Archive for August, 2020

I feel violated, a victim of a robbery I knew was coming but was not completely prepared for. While I thought the thieves would access the motherlode via the lower extremities, I had forgotten rule #1 of hiking in the mountains of Ōhara: watch your head. So, as I wipe the blood from my abdomen, I reflect upon my crucial mistake.
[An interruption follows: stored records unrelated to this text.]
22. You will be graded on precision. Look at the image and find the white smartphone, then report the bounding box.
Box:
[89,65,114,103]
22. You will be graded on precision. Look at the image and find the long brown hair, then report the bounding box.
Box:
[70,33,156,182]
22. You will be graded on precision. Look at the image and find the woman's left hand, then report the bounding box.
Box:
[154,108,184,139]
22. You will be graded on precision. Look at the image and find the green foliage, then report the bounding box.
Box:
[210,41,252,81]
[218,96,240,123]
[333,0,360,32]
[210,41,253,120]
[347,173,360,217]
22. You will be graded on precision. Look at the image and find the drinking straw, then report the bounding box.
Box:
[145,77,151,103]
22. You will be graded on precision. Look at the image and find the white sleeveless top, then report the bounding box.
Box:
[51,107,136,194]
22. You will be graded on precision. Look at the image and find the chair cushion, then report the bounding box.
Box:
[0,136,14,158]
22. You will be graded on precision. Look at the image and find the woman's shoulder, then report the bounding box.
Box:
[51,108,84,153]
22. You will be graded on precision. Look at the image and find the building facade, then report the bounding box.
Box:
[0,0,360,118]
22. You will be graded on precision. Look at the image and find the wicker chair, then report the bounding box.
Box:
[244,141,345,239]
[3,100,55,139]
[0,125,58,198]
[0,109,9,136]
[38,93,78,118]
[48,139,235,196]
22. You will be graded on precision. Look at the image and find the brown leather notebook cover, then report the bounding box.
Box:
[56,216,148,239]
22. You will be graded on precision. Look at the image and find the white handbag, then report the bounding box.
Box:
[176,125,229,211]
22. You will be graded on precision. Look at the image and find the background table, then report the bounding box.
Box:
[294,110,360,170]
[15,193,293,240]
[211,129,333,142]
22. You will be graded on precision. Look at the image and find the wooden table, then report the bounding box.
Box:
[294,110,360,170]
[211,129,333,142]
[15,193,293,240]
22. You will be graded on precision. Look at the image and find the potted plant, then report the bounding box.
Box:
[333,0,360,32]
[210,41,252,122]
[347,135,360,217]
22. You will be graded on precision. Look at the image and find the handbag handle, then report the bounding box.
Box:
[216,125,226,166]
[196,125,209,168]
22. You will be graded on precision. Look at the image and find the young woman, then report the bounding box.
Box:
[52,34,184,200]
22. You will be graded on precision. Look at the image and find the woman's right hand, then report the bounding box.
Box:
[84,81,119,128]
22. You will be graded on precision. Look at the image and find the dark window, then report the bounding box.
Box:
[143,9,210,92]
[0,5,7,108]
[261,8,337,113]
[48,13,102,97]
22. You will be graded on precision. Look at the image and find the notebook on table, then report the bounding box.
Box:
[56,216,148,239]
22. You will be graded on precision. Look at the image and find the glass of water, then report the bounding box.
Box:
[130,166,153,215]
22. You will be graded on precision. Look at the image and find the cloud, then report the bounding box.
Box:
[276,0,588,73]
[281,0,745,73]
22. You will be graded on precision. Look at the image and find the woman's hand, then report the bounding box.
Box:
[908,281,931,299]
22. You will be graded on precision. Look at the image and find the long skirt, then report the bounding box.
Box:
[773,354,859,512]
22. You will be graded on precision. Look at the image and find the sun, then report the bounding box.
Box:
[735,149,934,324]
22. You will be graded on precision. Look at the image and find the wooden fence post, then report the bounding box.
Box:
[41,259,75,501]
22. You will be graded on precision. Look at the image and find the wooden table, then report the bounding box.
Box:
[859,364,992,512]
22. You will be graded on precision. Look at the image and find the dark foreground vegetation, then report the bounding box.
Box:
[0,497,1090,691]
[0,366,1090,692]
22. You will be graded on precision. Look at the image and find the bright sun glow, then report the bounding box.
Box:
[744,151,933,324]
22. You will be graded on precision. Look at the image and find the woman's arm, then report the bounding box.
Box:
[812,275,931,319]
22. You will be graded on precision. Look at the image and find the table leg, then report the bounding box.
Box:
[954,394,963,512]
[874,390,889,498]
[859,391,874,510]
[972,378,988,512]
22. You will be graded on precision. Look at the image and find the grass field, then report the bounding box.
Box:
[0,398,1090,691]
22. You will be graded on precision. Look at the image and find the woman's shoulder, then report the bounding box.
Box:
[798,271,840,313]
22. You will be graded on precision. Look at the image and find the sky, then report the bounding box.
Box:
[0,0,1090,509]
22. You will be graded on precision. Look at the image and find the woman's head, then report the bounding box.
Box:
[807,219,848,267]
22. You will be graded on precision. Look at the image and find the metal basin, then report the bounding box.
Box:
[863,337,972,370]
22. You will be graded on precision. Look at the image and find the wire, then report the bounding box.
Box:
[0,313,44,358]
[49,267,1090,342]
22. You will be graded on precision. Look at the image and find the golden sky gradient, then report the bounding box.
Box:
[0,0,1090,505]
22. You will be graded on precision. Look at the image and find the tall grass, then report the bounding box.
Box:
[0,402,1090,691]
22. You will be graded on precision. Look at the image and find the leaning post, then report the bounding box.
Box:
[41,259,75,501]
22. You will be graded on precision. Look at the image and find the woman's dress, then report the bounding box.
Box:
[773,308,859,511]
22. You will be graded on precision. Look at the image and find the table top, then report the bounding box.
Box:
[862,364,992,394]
Ted pulls his car into a small lot just off route 477 in the tiny hamlet of Momoi in northern Kyoto. It is just before 8:30 as the morning cloud conceals the piercing heat of the rising sun, a day which threatens to bring temperatures in the upper 30s. Our task is simple: a quick loop up Mt Naccho, the final of the 10 peaks of Ōhara and a chance for me to stretch the legs after self-quarantining for half the year. Mid-summer and blood-thirsty leeches go hand-in-hand in these stretches of cedar-choked hills, so I tighten the cordage on my summer gaiters in order to keep the thieves out of my shoes and trousers. William, in true Aussie fashion, opts for the t-shirt and shorts approach, while Ted feels confident in his long trousers and nimble reflexes.

The three of us stop off at a small nondescript shrine adjacent to our parking space and offer a quick greeting to the mountain gods. William spots the first of the leeches descending the moss-smothered staircase with the grace and agility of a miniature Slinky. This one looks fully grown and well-fed, feasting on the inadvertent handouts of the shrine worshippers. We retreat back to the safety of the asphalt and walk through the sleepy village to the trailhead. Ted offers his respects to the grave of a fallen naval soldier, timely it is on the cusp of the 75th anniversary of the end of the war.

The trailhead is soon reached, marked by a handmade sign for ナッチョ. Our peak goes by two names, the first of which is 天ヶ森 or heavenly forest, but it is this other name in katakana that intrigues us all. Where did it come from and what does it mean? It is in these forests that we seek answers to our questions.

A meandering forest road ushers us past a collection of discarded refrigerators and other appliances rusting away beneath the moss. Perhaps ナッチョ is an obscure Kyoto-dialact term for neglect. While those thoughts float around in my head, the relatively cool temperatures afforded by the cloud cover provide us the opportunity to make good work of this abandoned road to nowhere. Using the GPS to help show us the way, we leave the road on an unmarked path switchbacking its way through the upper reaches of the cedar plantations to the summit ridge alive with the lush greenery of an untouched swath of hardwoods.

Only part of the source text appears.